Should go to illustrate pretty well how much more stuff like chaff and other planes end up in the AIM-120A’s seeker in-game vs that of the 7M, and therefore how much more likely they are to be pulled off target in a near notch scenario.
Keep in mind, this is just my understanding of the seekers atm, i could and likely am missing some crucial info, and if someone has a better understanding, feel free to correct me.
He said PL-12 is not same as SD-10. != means not equals to.
This isn’t a fair comparison because a SARH missile has two beamwidths, the beamwidth of the transmitter on the supporting aircraft and on the receiver.
So the AIM-7M has a 3.0 degree transmitter on the F-15 and it has a 13 degree receiver. So only a little smaller than the AIM-120 which makes sense given the slightly larger missile.
Gotta read it more carefully, he said PL-12/SD-10 =/= SD-10A, so he is equating PL-12 and SD-10
No, SD-10A=PL-12. PL-12A is known to just be an electronics upgrade. The initial SD-10 was an export offering but nobody ever actually bought it.
good point, any idea what the transmitter portion of the code for the SARH’s is for then?
That doesn’t align with my sources
There are two actually, not sure how they relate to each other though.

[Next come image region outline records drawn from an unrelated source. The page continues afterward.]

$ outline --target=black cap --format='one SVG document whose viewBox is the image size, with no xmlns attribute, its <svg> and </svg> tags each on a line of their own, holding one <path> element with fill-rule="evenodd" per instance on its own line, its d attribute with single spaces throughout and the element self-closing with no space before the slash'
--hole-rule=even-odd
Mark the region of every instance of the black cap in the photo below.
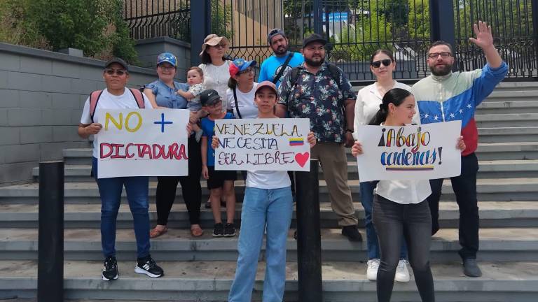
<svg viewBox="0 0 538 302">
<path fill-rule="evenodd" d="M 314 42 L 319 42 L 323 45 L 327 43 L 327 41 L 323 38 L 322 35 L 319 34 L 312 34 L 303 40 L 303 48 L 305 48 L 308 44 Z"/>
<path fill-rule="evenodd" d="M 106 63 L 105 63 L 104 64 L 104 68 L 107 68 L 108 66 L 109 66 L 110 65 L 114 63 L 117 63 L 121 65 L 121 66 L 123 67 L 124 69 L 125 69 L 127 71 L 129 71 L 129 65 L 127 65 L 126 62 L 123 61 L 123 59 L 118 57 L 113 57 L 110 60 L 109 60 L 108 62 L 106 62 Z"/>
<path fill-rule="evenodd" d="M 202 106 L 209 106 L 216 103 L 221 101 L 221 96 L 219 92 L 214 89 L 204 90 L 200 94 L 200 102 Z"/>
</svg>

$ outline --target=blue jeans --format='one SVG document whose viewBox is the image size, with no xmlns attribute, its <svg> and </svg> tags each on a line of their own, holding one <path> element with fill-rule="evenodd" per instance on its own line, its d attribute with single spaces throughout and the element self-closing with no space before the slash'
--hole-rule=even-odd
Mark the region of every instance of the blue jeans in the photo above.
<svg viewBox="0 0 538 302">
<path fill-rule="evenodd" d="M 373 206 L 373 189 L 378 182 L 361 182 L 361 203 L 364 208 L 364 225 L 366 229 L 366 248 L 368 259 L 380 259 L 379 242 L 378 233 L 372 223 L 372 207 Z M 401 241 L 400 259 L 407 259 L 407 247 L 406 240 Z"/>
<path fill-rule="evenodd" d="M 97 159 L 92 158 L 92 171 L 101 196 L 101 246 L 105 258 L 116 256 L 116 220 L 125 186 L 127 200 L 132 215 L 138 258 L 149 254 L 149 215 L 147 176 L 97 178 Z"/>
<path fill-rule="evenodd" d="M 289 187 L 258 189 L 247 187 L 241 211 L 237 268 L 228 302 L 250 302 L 258 259 L 267 224 L 263 302 L 281 302 L 286 282 L 286 240 L 291 222 L 293 199 Z"/>
</svg>

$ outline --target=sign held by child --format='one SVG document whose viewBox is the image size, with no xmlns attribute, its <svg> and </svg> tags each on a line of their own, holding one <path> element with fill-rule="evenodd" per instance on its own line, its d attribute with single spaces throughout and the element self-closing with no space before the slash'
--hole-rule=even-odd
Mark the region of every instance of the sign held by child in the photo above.
<svg viewBox="0 0 538 302">
<path fill-rule="evenodd" d="M 308 119 L 215 121 L 216 170 L 310 169 Z"/>
</svg>

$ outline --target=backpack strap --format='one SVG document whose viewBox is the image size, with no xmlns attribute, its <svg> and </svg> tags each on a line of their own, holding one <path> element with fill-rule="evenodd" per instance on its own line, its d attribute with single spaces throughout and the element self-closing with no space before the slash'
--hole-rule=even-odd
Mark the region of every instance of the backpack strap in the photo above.
<svg viewBox="0 0 538 302">
<path fill-rule="evenodd" d="M 138 105 L 138 108 L 140 109 L 144 109 L 146 106 L 144 103 L 144 96 L 142 96 L 142 93 L 140 92 L 140 90 L 134 88 L 129 88 L 129 91 L 130 91 L 132 94 L 132 96 L 134 96 L 134 99 L 137 101 L 137 105 Z"/>
<path fill-rule="evenodd" d="M 233 101 L 235 102 L 235 110 L 237 112 L 237 116 L 241 117 L 241 113 L 239 112 L 239 105 L 237 104 L 237 94 L 235 92 L 236 87 L 233 87 Z"/>
<path fill-rule="evenodd" d="M 276 84 L 277 82 L 278 82 L 280 80 L 280 77 L 282 76 L 282 73 L 284 73 L 284 71 L 286 70 L 286 67 L 288 66 L 288 64 L 289 64 L 289 62 L 291 60 L 291 57 L 294 57 L 294 52 L 289 52 L 288 54 L 288 57 L 286 58 L 286 61 L 284 61 L 284 64 L 281 66 L 280 70 L 278 71 L 278 73 L 277 76 L 273 78 L 273 83 Z"/>
<path fill-rule="evenodd" d="M 92 122 L 93 122 L 93 115 L 95 113 L 95 107 L 97 106 L 97 101 L 102 93 L 103 93 L 102 90 L 95 90 L 90 94 L 90 118 L 92 119 Z"/>
</svg>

One is right next to the receiver portion in the missile’s guidance section
The other is in the radar file, right after the transmitters section:
Spoiler
N001VEP:
My guess is that the code in the missile is what actually dictates the behaviour, and the code in the radar is for RWR (since that portion was added with the RWR update).
is there a source or anything for the aim-120’s max fin AoA?

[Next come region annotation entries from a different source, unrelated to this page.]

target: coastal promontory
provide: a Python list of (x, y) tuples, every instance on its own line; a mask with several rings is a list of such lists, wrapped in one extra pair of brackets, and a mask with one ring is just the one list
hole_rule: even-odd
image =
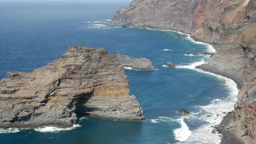
[(8, 72), (0, 81), (0, 128), (69, 127), (84, 116), (145, 119), (116, 55), (105, 49), (68, 48), (31, 72)]
[(107, 24), (178, 31), (213, 45), (211, 59), (197, 68), (238, 84), (233, 132), (256, 143), (256, 0), (134, 0)]

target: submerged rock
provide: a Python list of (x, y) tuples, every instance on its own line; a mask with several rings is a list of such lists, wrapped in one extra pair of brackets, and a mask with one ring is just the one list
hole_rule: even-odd
[(139, 121), (145, 117), (115, 55), (69, 48), (31, 73), (8, 72), (0, 81), (0, 128), (69, 127), (85, 115)]
[(166, 65), (169, 67), (175, 67), (176, 65), (172, 62), (167, 62)]
[(200, 56), (200, 55), (209, 55), (211, 58), (214, 55), (214, 53), (212, 52), (200, 52), (200, 53), (186, 53), (186, 56)]
[(154, 70), (151, 61), (147, 58), (131, 58), (129, 56), (120, 54), (119, 52), (116, 55), (124, 67), (141, 71)]
[(182, 108), (182, 109), (181, 109), (180, 111), (179, 111), (178, 113), (180, 114), (186, 115), (186, 114), (190, 114), (190, 111), (188, 111), (186, 108)]

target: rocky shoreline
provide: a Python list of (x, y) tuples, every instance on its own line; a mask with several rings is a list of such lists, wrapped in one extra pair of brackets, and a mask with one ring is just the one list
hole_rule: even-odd
[(0, 128), (71, 127), (85, 116), (141, 121), (128, 78), (105, 49), (69, 47), (30, 73), (8, 72), (0, 81)]
[[(243, 144), (243, 140), (236, 135), (236, 131), (237, 131), (235, 126), (232, 124), (232, 121), (234, 118), (234, 111), (227, 113), (224, 117), (221, 123), (214, 128), (219, 134), (222, 135), (222, 142), (221, 144)], [(213, 130), (212, 133), (215, 133)]]
[(139, 71), (152, 71), (155, 69), (150, 60), (147, 58), (131, 58), (128, 56), (121, 55), (119, 52), (117, 53), (116, 56), (124, 67)]
[(252, 144), (256, 143), (256, 0), (134, 0), (107, 24), (180, 31), (216, 46), (211, 60), (197, 68), (237, 84), (238, 101), (230, 120), (235, 135), (245, 134), (243, 142)]

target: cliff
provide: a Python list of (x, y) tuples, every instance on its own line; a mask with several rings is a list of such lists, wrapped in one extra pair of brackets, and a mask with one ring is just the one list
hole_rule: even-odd
[(245, 142), (256, 143), (256, 0), (134, 0), (108, 24), (179, 31), (214, 45), (200, 68), (238, 84), (233, 124)]
[(9, 72), (0, 81), (0, 128), (69, 127), (80, 117), (139, 121), (145, 117), (115, 55), (69, 48), (31, 73)]
[(131, 58), (128, 56), (120, 54), (119, 52), (117, 52), (116, 56), (124, 67), (140, 71), (154, 70), (154, 67), (152, 65), (151, 61), (147, 58)]

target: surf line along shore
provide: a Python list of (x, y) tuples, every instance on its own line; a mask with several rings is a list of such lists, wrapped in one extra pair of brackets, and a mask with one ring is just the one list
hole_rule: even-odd
[[(215, 49), (213, 48), (213, 47), (209, 44), (204, 43), (201, 42), (198, 42), (194, 40), (191, 37), (190, 35), (186, 34), (183, 33), (181, 33), (179, 31), (176, 31), (174, 30), (165, 30), (165, 29), (154, 29), (152, 28), (144, 28), (144, 27), (131, 27), (129, 26), (129, 28), (140, 28), (140, 29), (146, 29), (149, 30), (159, 30), (159, 31), (169, 31), (169, 32), (174, 32), (177, 33), (181, 35), (184, 35), (187, 36), (186, 37), (182, 38), (182, 39), (187, 39), (190, 42), (194, 43), (195, 44), (201, 44), (205, 45), (206, 46), (207, 49), (206, 51), (207, 52), (213, 52), (214, 53), (215, 52)], [(229, 93), (229, 95), (224, 100), (226, 101), (225, 101), (223, 102), (223, 103), (221, 104), (219, 104), (219, 105), (217, 105), (216, 104), (210, 104), (209, 106), (206, 106), (205, 108), (207, 109), (207, 107), (211, 107), (211, 108), (223, 108), (223, 109), (220, 109), (219, 108), (218, 111), (216, 111), (216, 113), (215, 114), (215, 115), (213, 115), (212, 116), (211, 118), (211, 120), (210, 121), (207, 121), (210, 123), (210, 124), (208, 124), (208, 125), (206, 126), (206, 127), (208, 127), (209, 128), (209, 130), (208, 131), (208, 132), (206, 131), (206, 132), (210, 132), (212, 134), (210, 134), (212, 136), (213, 135), (215, 135), (214, 137), (215, 137), (215, 140), (219, 140), (219, 142), (220, 143), (222, 141), (223, 141), (225, 139), (223, 137), (226, 138), (226, 137), (223, 136), (223, 138), (220, 138), (219, 137), (219, 134), (215, 134), (216, 133), (216, 130), (214, 128), (217, 126), (218, 125), (220, 124), (222, 121), (226, 121), (226, 119), (223, 119), (224, 118), (226, 118), (227, 117), (225, 117), (226, 115), (226, 114), (228, 112), (233, 111), (233, 110), (234, 105), (236, 102), (237, 100), (237, 95), (239, 91), (239, 88), (241, 88), (241, 83), (239, 82), (239, 81), (237, 81), (235, 79), (233, 78), (232, 77), (228, 76), (228, 75), (224, 75), (221, 72), (217, 72), (216, 71), (211, 71), (210, 69), (203, 69), (203, 67), (200, 66), (200, 65), (206, 65), (207, 62), (205, 62), (204, 59), (203, 59), (202, 61), (200, 62), (196, 62), (194, 63), (190, 64), (190, 65), (178, 65), (176, 66), (176, 68), (178, 69), (192, 69), (196, 70), (197, 71), (201, 72), (216, 77), (217, 77), (220, 79), (223, 79), (225, 81), (225, 84), (224, 86), (227, 87), (228, 89), (229, 89), (230, 92)], [(214, 108), (214, 105), (215, 105), (215, 107)], [(213, 106), (213, 107), (212, 106)], [(209, 111), (210, 111), (210, 109), (209, 109)], [(208, 118), (209, 119), (209, 118)], [(157, 119), (152, 119), (151, 121), (153, 122), (158, 122)], [(184, 122), (184, 121), (183, 121)], [(185, 124), (186, 124), (185, 123)], [(183, 125), (183, 127), (184, 127), (184, 124)], [(188, 131), (189, 130), (188, 129)], [(179, 129), (174, 130), (174, 131), (181, 131)], [(213, 133), (212, 133), (212, 132), (215, 131)], [(177, 138), (176, 138), (177, 140), (179, 140), (180, 141), (184, 141), (187, 140), (189, 141), (189, 135), (191, 134), (190, 133), (186, 132), (187, 134), (189, 134), (188, 136), (186, 136), (186, 137), (180, 137), (180, 135), (179, 135), (178, 134), (183, 134), (182, 131), (180, 131), (179, 132), (176, 133), (176, 134), (175, 134), (175, 137)], [(175, 134), (175, 133), (174, 133)], [(232, 137), (235, 137), (235, 136), (233, 134), (229, 134), (230, 135), (231, 135), (230, 137), (230, 138)], [(214, 139), (214, 138), (213, 138)], [(240, 144), (240, 141), (239, 140), (236, 140), (236, 139), (232, 139), (231, 140), (232, 141), (236, 141), (237, 143)]]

This study suggests maximum missile AoA of 30 degrees and provides comparative lift / drag coefficients for the AIM-120C-5 at least.
Does that mean that the AOA nerfs are fabricated non-sense then?
No, the elevators do not need to deflect very high to achieve 30 degrees maximum AoA. 30 degrees itself is perhaps too much - the FCS would prefer less instabilities. The AoA seems appropriate currently. The early AIM-120’s did not have off-bore or close-in dogfight performance like models after the AIM-120C-5.
I personally believe it’s too much, it makes amraam have a very poor terminal effectiveness.